Este Cuando viajar era un arte es un texto que nos habla del momento en que los libros de viajes se enfrentan a su personal Bildugsroman, a su inflexión en el crecimiento. Se parte de “una óptica romántica y una narración novelesca, una psicologización del paisaje y una trama de aventuras y encuentros”, para terminar en una variedad de libros que presentan diferentes enfoques del viaje, que terminarán en la enciclopedia del manual turístico o la “proyección psicológica de los estados de ánimo y de reflexiones provocadas por la seducción pintoresca de los lugares en una forma emocionalmente reactiva”. Brilli se vale de recursos filológicos -tanto literarios como ideando una filología del viaje-, pero también morfológicos y estéticos, y, en cierta medida, arqueológicos. Parte de los libros y comulga con los viajeros. Parte de los testimonios y manifiesta, aunque de forma muy intelectual, su amor por lo vivido por otros y la expresión de ese amor. Leer viajes ha pasado a equivaler a ver recuerdos.

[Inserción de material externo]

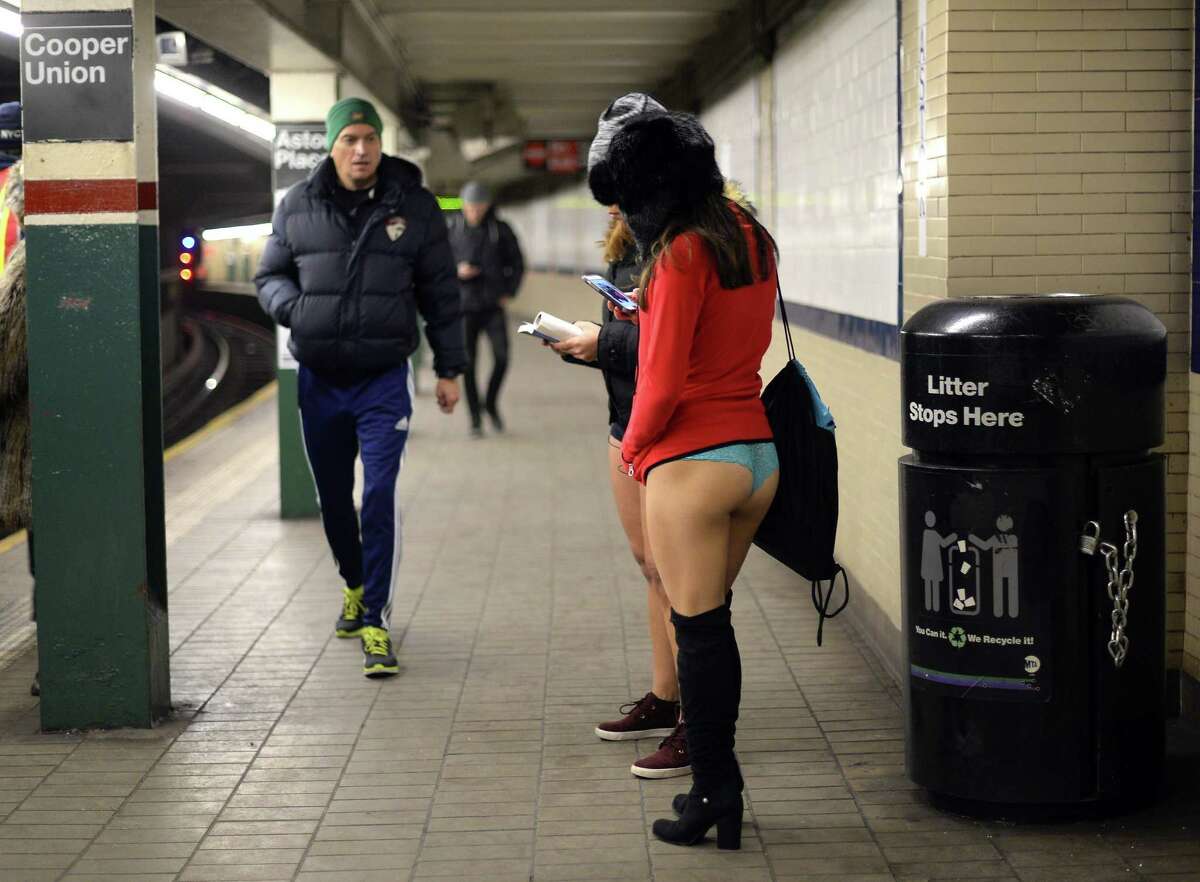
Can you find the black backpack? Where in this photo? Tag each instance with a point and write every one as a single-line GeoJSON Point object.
{"type": "Point", "coordinates": [802, 525]}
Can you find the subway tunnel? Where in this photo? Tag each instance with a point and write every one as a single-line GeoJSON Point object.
{"type": "Point", "coordinates": [199, 718]}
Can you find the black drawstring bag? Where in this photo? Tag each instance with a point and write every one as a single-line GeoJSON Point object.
{"type": "Point", "coordinates": [802, 525]}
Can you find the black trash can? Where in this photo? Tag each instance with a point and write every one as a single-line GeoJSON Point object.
{"type": "Point", "coordinates": [1032, 423]}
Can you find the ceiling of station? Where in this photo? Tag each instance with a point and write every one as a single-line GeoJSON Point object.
{"type": "Point", "coordinates": [485, 73]}
{"type": "Point", "coordinates": [551, 64]}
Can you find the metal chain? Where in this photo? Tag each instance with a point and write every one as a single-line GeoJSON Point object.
{"type": "Point", "coordinates": [1120, 585]}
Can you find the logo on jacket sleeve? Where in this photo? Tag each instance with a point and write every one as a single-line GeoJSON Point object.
{"type": "Point", "coordinates": [396, 227]}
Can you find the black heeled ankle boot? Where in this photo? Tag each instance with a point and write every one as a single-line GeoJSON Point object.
{"type": "Point", "coordinates": [711, 689]}
{"type": "Point", "coordinates": [701, 814]}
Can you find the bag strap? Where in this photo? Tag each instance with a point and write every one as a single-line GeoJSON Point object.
{"type": "Point", "coordinates": [787, 327]}
{"type": "Point", "coordinates": [822, 598]}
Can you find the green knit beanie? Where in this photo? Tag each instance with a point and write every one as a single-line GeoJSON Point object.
{"type": "Point", "coordinates": [351, 112]}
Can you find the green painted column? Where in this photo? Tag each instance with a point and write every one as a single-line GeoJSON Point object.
{"type": "Point", "coordinates": [298, 493]}
{"type": "Point", "coordinates": [95, 389]}
{"type": "Point", "coordinates": [298, 100]}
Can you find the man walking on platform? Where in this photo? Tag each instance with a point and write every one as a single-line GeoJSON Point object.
{"type": "Point", "coordinates": [490, 270]}
{"type": "Point", "coordinates": [355, 253]}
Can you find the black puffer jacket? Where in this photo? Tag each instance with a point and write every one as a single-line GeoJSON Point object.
{"type": "Point", "coordinates": [617, 348]}
{"type": "Point", "coordinates": [493, 247]}
{"type": "Point", "coordinates": [352, 301]}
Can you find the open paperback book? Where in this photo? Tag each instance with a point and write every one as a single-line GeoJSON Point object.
{"type": "Point", "coordinates": [549, 328]}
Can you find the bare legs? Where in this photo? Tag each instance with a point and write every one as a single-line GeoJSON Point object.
{"type": "Point", "coordinates": [701, 519]}
{"type": "Point", "coordinates": [629, 497]}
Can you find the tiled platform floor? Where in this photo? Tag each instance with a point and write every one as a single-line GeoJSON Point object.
{"type": "Point", "coordinates": [522, 619]}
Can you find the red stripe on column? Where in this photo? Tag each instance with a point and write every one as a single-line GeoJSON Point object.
{"type": "Point", "coordinates": [148, 196]}
{"type": "Point", "coordinates": [81, 197]}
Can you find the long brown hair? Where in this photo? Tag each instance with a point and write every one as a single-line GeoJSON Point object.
{"type": "Point", "coordinates": [718, 222]}
{"type": "Point", "coordinates": [618, 241]}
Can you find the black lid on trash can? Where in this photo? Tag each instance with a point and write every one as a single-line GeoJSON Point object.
{"type": "Point", "coordinates": [1059, 373]}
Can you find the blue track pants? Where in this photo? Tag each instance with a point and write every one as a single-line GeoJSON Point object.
{"type": "Point", "coordinates": [339, 423]}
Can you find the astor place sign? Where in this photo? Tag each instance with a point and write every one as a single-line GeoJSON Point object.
{"type": "Point", "coordinates": [77, 76]}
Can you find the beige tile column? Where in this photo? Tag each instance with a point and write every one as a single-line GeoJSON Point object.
{"type": "Point", "coordinates": [1057, 155]}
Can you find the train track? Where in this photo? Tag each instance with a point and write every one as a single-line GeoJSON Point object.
{"type": "Point", "coordinates": [226, 359]}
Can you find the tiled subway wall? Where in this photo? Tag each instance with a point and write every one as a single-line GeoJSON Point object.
{"type": "Point", "coordinates": [1068, 155]}
{"type": "Point", "coordinates": [1054, 154]}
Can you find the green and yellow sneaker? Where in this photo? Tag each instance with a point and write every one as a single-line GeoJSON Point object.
{"type": "Point", "coordinates": [351, 623]}
{"type": "Point", "coordinates": [377, 657]}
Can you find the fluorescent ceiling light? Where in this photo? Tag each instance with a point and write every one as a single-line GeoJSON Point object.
{"type": "Point", "coordinates": [251, 231]}
{"type": "Point", "coordinates": [192, 91]}
{"type": "Point", "coordinates": [213, 101]}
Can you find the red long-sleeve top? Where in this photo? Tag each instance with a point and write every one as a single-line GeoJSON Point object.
{"type": "Point", "coordinates": [699, 355]}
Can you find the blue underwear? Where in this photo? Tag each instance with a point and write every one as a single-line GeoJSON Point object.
{"type": "Point", "coordinates": [760, 459]}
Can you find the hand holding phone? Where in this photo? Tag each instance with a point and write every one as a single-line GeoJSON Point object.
{"type": "Point", "coordinates": [611, 293]}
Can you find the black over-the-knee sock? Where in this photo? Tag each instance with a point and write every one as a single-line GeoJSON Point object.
{"type": "Point", "coordinates": [711, 689]}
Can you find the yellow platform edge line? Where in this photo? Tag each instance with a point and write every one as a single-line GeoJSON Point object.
{"type": "Point", "coordinates": [217, 423]}
{"type": "Point", "coordinates": [180, 448]}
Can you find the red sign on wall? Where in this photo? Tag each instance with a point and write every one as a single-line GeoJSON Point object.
{"type": "Point", "coordinates": [563, 157]}
{"type": "Point", "coordinates": [553, 156]}
{"type": "Point", "coordinates": [534, 154]}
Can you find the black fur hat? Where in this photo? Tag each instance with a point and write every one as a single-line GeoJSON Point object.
{"type": "Point", "coordinates": [660, 166]}
{"type": "Point", "coordinates": [611, 121]}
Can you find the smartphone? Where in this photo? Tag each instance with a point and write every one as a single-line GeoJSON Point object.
{"type": "Point", "coordinates": [611, 293]}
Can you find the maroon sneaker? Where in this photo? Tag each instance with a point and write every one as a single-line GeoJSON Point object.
{"type": "Point", "coordinates": [670, 760]}
{"type": "Point", "coordinates": [648, 718]}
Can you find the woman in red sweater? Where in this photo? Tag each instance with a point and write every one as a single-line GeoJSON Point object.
{"type": "Point", "coordinates": [699, 436]}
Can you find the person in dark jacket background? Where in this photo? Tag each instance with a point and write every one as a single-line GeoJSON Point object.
{"type": "Point", "coordinates": [490, 270]}
{"type": "Point", "coordinates": [612, 347]}
{"type": "Point", "coordinates": [355, 253]}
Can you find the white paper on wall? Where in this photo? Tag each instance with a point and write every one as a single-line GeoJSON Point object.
{"type": "Point", "coordinates": [838, 161]}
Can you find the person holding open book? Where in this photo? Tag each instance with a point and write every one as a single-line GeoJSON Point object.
{"type": "Point", "coordinates": [612, 347]}
{"type": "Point", "coordinates": [697, 437]}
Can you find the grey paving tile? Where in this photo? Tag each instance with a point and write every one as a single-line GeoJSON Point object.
{"type": "Point", "coordinates": [479, 762]}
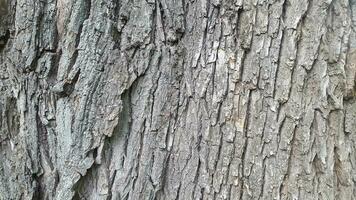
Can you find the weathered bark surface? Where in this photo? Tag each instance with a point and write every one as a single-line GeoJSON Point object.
{"type": "Point", "coordinates": [164, 99]}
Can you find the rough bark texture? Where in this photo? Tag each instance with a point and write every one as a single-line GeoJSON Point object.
{"type": "Point", "coordinates": [178, 99]}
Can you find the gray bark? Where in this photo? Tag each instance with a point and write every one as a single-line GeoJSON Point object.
{"type": "Point", "coordinates": [163, 99]}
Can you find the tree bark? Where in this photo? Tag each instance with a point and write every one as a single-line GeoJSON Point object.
{"type": "Point", "coordinates": [163, 99]}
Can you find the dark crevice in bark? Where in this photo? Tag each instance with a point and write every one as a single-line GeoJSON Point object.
{"type": "Point", "coordinates": [246, 138]}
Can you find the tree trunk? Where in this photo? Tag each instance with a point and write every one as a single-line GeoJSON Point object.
{"type": "Point", "coordinates": [163, 99]}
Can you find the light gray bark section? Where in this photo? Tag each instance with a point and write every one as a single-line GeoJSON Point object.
{"type": "Point", "coordinates": [163, 99]}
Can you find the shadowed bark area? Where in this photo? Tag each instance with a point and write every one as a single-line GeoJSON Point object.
{"type": "Point", "coordinates": [170, 99]}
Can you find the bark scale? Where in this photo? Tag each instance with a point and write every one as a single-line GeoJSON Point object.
{"type": "Point", "coordinates": [163, 99]}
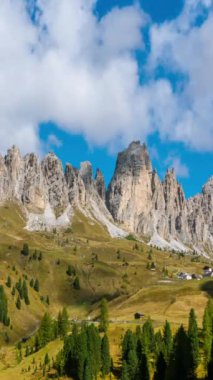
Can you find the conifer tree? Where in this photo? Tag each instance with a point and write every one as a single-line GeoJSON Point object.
{"type": "Point", "coordinates": [210, 366]}
{"type": "Point", "coordinates": [148, 337]}
{"type": "Point", "coordinates": [124, 374]}
{"type": "Point", "coordinates": [208, 330]}
{"type": "Point", "coordinates": [9, 282]}
{"type": "Point", "coordinates": [45, 332]}
{"type": "Point", "coordinates": [3, 307]}
{"type": "Point", "coordinates": [25, 293]}
{"type": "Point", "coordinates": [132, 364]}
{"type": "Point", "coordinates": [144, 368]}
{"type": "Point", "coordinates": [63, 322]}
{"type": "Point", "coordinates": [161, 366]}
{"type": "Point", "coordinates": [87, 371]}
{"type": "Point", "coordinates": [46, 359]}
{"type": "Point", "coordinates": [179, 365]}
{"type": "Point", "coordinates": [76, 283]}
{"type": "Point", "coordinates": [128, 344]}
{"type": "Point", "coordinates": [167, 341]}
{"type": "Point", "coordinates": [105, 356]}
{"type": "Point", "coordinates": [18, 303]}
{"type": "Point", "coordinates": [159, 343]}
{"type": "Point", "coordinates": [36, 285]}
{"type": "Point", "coordinates": [193, 342]}
{"type": "Point", "coordinates": [104, 317]}
{"type": "Point", "coordinates": [25, 250]}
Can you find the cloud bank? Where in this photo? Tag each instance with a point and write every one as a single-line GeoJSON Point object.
{"type": "Point", "coordinates": [83, 73]}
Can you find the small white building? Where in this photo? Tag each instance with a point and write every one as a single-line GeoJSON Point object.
{"type": "Point", "coordinates": [207, 272]}
{"type": "Point", "coordinates": [185, 276]}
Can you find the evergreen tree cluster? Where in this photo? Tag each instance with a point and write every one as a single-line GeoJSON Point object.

El libro abunda en lecturas, muchas de las cuales se nos escapan. La erudición de Brili, en este campo, es casi absoluta, lo cual da al libro una consistencia de tesis doctoral, pero con bastante enjundia literaria. Establece un canon del arte de viajar, sobre viajes y arte que pertenecen a una clase social acomodada y con un desarrollo intelectual privilegiado, lo cual, por otra parte, no es sino condición de la época, un registro que ya conocíamos y no impide disfrutar de esta lectura, de esta impresión de viajes políticos, en el mejor sentido del término: viajes a la polis y a las consecuencias de la sociedad organizada que habita y ha habitado la polis. Un libro para conciliarnos con una parte de la memoria colectiva, con lo que hubiéramos deseado vivir, para refugiarnos en nuestros sueños.